GRAND RAPIDS, Mich. (AP) _ Appliance maker Whirlpool Corp. plans to sell its iconic Hoover vacuum business, acquired in its recent purchase of Maytag, to a Hong Kong-based home improvement and construction tools supplier for $107 million.
The chairman and CEO of the buyer, Techtronic Industries Co. Ltd., called Hoover ``one of the most recognized brands in the world'' and a welcome addition to its floor-care portfolio that includes Dirt Devil, Regina and Royal.
The companies said in announcing the deal on Thursday that it could close as early as the first quarter of next year following regulatory clearance.
``The decision to divest the floor-care business allows us to focus on our core appliance business,'' Jeff M. Fettig, Whirlpool's chairman and chief executive, said in a statement.
Whirlpool markets the Maytag, KitchenAid and Jenn-Air brands, among others.
Techtronic will assume control of the North Canton, Ohio-based vacuum and floor-cleaner manufacturer while Whirlpool will retain pension and post-retirement benefit liabilities for retired Hoover employees.
``The addition of Hoover to our existing Royal Appliance and Vax floor care businesses will strengthen our market presence globally, by diversifying our customer base, expanding our product offering and adding scale to our operations,'' Horst J. Pudwill, Techtronic chairman and CEO, said in a statement.
Techtronic also sells Milwaukee and AEG power tools.
Benton Harbor-based Whirlpool acquired Hoover when it bought its former parent, Maytag Corp., in March for $1.8 billion. It also assumed about $800 million in Maytag debt in the deal.
In May, Whirlpool announced that it would try to sell Hoover and three other former Maytag companies: Hoover; Williston, S.C.-based Dixie-Narco vending systems; the Amana commercial microwave business, which is based in Amana, Iowa; and Brea, Calif.-based Jade commercial appliance business.
Fettig said Whirlpool has since sold Dixie-Narco and Amana, and is working to complete the Jade sale by the end of the year.
The Hoover Co. was family-owned until it went public in August 1943. Chicago Pacific Corp. acquired Hoover in 1985 and Maytag acquired Chicago Pacific four years later.

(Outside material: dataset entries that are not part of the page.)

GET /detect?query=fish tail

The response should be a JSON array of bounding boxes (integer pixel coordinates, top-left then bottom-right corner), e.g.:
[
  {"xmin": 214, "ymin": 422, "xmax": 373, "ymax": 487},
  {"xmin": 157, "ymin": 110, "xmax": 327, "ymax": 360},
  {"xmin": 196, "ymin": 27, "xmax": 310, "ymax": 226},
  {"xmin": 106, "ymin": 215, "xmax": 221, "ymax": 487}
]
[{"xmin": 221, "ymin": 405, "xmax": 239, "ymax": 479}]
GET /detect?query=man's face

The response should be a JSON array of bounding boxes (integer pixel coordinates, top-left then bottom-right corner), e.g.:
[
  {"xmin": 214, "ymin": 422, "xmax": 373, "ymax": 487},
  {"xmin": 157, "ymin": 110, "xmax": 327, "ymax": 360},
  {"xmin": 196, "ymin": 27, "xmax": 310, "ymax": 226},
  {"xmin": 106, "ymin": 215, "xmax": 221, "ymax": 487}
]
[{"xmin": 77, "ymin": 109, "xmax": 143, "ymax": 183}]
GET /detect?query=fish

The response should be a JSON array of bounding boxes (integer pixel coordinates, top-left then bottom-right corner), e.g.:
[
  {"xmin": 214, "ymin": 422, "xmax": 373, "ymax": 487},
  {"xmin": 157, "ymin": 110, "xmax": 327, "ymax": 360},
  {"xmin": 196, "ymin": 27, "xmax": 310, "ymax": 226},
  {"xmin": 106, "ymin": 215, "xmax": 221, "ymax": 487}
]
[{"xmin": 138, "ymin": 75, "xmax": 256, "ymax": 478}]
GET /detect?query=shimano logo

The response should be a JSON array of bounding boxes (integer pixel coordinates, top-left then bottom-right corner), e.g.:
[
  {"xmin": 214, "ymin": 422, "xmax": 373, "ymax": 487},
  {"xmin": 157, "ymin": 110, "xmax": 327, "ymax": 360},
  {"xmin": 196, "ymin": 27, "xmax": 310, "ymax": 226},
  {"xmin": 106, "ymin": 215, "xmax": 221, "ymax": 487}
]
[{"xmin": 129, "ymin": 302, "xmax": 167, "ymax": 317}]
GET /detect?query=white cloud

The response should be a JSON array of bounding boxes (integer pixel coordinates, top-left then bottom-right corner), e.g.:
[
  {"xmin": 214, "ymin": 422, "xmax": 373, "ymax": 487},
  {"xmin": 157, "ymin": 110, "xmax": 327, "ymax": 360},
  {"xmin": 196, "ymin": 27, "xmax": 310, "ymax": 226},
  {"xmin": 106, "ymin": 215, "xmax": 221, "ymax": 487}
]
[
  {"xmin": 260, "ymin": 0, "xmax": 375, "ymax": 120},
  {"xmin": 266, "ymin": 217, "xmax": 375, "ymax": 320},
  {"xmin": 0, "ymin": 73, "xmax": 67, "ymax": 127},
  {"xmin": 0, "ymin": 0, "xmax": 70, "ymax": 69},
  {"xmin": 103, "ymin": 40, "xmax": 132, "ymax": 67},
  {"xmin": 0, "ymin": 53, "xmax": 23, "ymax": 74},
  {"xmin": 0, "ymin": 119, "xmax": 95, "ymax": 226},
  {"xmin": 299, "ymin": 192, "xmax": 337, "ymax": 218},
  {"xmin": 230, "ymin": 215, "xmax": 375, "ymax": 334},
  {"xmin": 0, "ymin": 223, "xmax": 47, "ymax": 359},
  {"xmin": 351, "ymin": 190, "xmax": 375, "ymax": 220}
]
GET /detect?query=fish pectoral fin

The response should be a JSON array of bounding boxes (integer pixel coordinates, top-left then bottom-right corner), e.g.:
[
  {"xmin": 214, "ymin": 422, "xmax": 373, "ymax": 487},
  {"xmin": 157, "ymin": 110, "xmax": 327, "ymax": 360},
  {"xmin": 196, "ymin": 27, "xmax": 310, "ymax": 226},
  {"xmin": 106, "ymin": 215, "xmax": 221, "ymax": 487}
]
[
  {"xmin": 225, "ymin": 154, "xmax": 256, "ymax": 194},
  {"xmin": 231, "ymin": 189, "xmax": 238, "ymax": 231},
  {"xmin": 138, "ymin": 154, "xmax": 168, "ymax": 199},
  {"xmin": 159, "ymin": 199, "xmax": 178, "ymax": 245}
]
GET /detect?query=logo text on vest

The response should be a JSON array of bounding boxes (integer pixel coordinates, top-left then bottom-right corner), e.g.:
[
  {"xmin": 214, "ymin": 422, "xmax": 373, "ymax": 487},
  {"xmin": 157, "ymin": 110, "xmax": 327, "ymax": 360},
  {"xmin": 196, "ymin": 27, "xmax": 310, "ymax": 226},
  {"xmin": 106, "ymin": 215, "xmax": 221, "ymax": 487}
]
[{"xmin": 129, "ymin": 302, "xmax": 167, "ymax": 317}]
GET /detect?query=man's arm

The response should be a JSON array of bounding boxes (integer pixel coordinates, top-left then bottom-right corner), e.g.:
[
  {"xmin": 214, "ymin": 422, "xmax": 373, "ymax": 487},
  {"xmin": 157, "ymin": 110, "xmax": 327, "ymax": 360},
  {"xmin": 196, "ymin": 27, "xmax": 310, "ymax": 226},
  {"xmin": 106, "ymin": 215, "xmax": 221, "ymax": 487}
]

Craig Hutson, a Chicago-based senior bond analyst at fixed-income research firm Gimme Credit LLC, said the deal was a good one for Whirlpool. While Hoover is a well-known brand, he said it has lost money and market share in recent years due to increased foreign competition and poor marketing.
From Whirlpool's perspective, Hutson said the sale ``improves your overall credit profile because you're getting positive dollars for a business that's generating a loss and was going to need a fair amount of investment to get it back to stabilizing the business.''
Whirlpool shares rose 12 cents to $86.49 in midday trading on the New York Stock Exchange.